Biological determinism was codified into law in 1887 when Massachusetts passed what is considered to be the first public mandate regarding separate bathrooms. The “separate but equal” binary quickly became the statutory solution across the nation. By the 1920s, nearly all of the U.S. states had adopted similar legal requirements.
“Potty parity” laws became the implicit norm for building codes, establishing awkward ratios that attempted to compensate for the differences in men and women’s bathrooms. Such differences include the “fact” that men’s urinals take up less physical space than women’s toilets, which may result in the construction of more urinals, creating a disparity in gender equality. For example, Pittsburgh established a 3.75:1 ratio, mandating that there must be at least 3.75 female toilets to every individual male urinal in all public spaces. (How one exactly installs three-fourths of a toilet is beyond my engineering abilities.)
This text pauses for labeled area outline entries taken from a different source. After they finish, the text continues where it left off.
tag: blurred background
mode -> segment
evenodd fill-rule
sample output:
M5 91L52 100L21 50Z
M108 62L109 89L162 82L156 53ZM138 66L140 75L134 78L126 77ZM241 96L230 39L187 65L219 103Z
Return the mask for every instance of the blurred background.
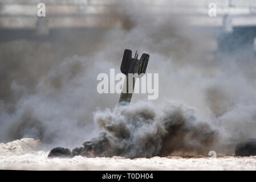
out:
M253 137L255 37L254 0L0 0L0 142L74 146L96 135L94 112L119 99L96 93L96 76L119 71L125 48L150 54L156 105L194 107L225 144Z

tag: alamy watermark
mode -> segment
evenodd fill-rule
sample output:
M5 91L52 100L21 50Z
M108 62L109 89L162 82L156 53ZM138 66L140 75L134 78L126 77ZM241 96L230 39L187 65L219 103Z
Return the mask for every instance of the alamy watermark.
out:
M115 75L115 69L110 69L109 76L105 73L97 76L97 80L100 81L97 92L99 94L148 93L148 100L156 100L159 97L159 78L158 73L129 73L126 76L121 73Z
M217 16L217 5L214 3L209 3L208 5L208 15L210 17Z
M45 17L46 15L46 5L43 3L40 3L37 5L38 10L37 15L38 17Z

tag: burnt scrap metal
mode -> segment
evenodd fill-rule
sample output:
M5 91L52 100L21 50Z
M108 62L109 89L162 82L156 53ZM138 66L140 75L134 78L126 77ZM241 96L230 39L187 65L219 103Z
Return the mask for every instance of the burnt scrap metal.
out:
M133 74L137 73L140 77L146 73L149 55L143 53L140 60L138 59L138 53L135 52L133 58L132 58L132 51L130 49L124 50L123 56L122 63L121 64L121 72L125 75L124 86L122 92L119 98L118 106L129 104L132 99L137 76ZM129 79L132 78L132 82Z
Washing Our Hands of His and Hers Bathrooms
With almost a century’s worth of construction and development—all of which was mandated to build and maintain gender parity in restroom facilities—the unisex bathroom movement has a steep hill to climb.
Mandating compulsory unisex bathrooms in all public spaces is out of the question.
Proposals to update these outdated codes have finally been adopted after immense political pressure. The 2018 edition of IBC includes provisions for gender-neutral bathrooms. “The use of single-user toilets has become increasingly beneficial system of providing not only better facilities, but more user friendly facilities,” the proposed policy change recommends. “A higher level of privacy is achieved, the facilities are typically better maintained by the users, and the efficiencies of having unisex facilities where the users are of a dominate sex are significantly increased.”
However, as is the case for most centrally-planned efforts to fix the historical errors of central planning, it is too little, too late. In some states, local governments are required to adopt a specific edition of acceptable editions of the IBC. For example, in Colorado, municipal governments, under home rule law, are able to adopt their own edition of code—as long as the edition is on the state’s approved list of editions. Many economically-strapped communities will stick to the oldest version available because they typically offer the least restrictive and cost-prohibitive standards. The incentive to “upgrade” to newer editions is nonexistent.
Mandating compulsory unisex bathrooms in all public spaces is out of the question due to the vast scale and costly level of effort to retrofit every single bathroom everywhere. This is why efforts to reform the vast architecturally-entrenched binary choose to focus energy on “gender identity,” for example, the city ordinance passed City Council of Charlotte, NC (which set the controversial HB2 law into motion) and California’s School and Success and Opportunity Act. With such sizable statutory hurdles in place, the gender identity card is their only play available.
So until building code mandates become more liberalized, freeing up businesses to build facilities in a way that best meets the needs of their clientele and liberating municipal governments from the burdensome legalese trickling down from the state and federal levels, you can expect more public disputes, like the transgendered bathroom issue, to arise.